Once you pull the agent instances out of the DOP Network, they come back into SOPs as Packed Agent Primitives.

If you are not interested in partitioning the export based on the agent layers or other primitive intrinsic attribute, you can simply drop a ROP Alembic Output, set the Partition Mode to Use Attribute Value and set @name as the Partition Attribute. This exports each agent instance as a separate shape inside the alembic file.

If you do want to partition the geometry further, you can drop an Unpack SOP and use the Primitive Intrinsic attributes in an Attribute Wrangle to generate a custom partition attribute.

For instance, appending the intrinsic Layer Name attribute to s@name allows you to isolate a subset of your agents that share only this specific layer.

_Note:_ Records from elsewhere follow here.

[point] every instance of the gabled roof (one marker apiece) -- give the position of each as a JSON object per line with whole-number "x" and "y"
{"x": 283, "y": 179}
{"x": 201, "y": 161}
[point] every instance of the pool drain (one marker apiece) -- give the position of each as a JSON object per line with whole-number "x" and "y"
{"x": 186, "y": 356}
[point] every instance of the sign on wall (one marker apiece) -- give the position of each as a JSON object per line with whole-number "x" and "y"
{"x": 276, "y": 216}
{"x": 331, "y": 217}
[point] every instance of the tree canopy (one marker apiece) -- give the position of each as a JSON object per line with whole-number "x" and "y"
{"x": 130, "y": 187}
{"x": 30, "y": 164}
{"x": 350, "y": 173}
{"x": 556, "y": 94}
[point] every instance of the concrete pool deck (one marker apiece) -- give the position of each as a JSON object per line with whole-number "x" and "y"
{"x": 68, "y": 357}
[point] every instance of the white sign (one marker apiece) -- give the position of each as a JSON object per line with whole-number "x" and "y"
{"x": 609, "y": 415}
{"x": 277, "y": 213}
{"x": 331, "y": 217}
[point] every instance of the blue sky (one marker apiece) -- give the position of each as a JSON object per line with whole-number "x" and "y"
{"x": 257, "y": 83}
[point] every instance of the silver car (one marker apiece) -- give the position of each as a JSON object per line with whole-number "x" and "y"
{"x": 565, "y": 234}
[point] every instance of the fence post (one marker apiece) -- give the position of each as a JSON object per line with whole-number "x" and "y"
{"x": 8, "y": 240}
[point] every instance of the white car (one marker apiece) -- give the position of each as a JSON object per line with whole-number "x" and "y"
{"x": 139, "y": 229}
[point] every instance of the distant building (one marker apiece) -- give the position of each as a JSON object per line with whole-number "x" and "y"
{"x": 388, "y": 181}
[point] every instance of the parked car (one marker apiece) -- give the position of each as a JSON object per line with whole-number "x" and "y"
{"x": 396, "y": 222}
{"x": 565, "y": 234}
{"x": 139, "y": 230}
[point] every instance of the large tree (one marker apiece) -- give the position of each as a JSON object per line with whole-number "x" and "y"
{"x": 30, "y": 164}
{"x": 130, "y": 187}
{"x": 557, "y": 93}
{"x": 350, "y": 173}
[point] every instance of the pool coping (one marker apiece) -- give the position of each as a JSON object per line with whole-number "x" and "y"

Using the shape name, layer name and agent name gives you access down to the individual shape level of each agent instance.


Import into 3ds Max



Back in 3ds Max, you can drop a V-Ray Proxy and load the exported Alembic file.

The partitioning should be respected and you should get individual access to each primitive using a Multi/Sub-Object Material or the V-Ray MultiSubTexture.

By default, the MultiSub texture works using the Face Material IDs but you can set the Get ID from parameter to Random by Render ID. This allows you to randomize the textures applied to the shapes inside the Alembic.

The same applies for the Multi/Sub-Object - as discussed earlier - you can use the Sub-Object material to apply separate individual materials to each shape.




Here are the 3 ants rendered in 3ds Max.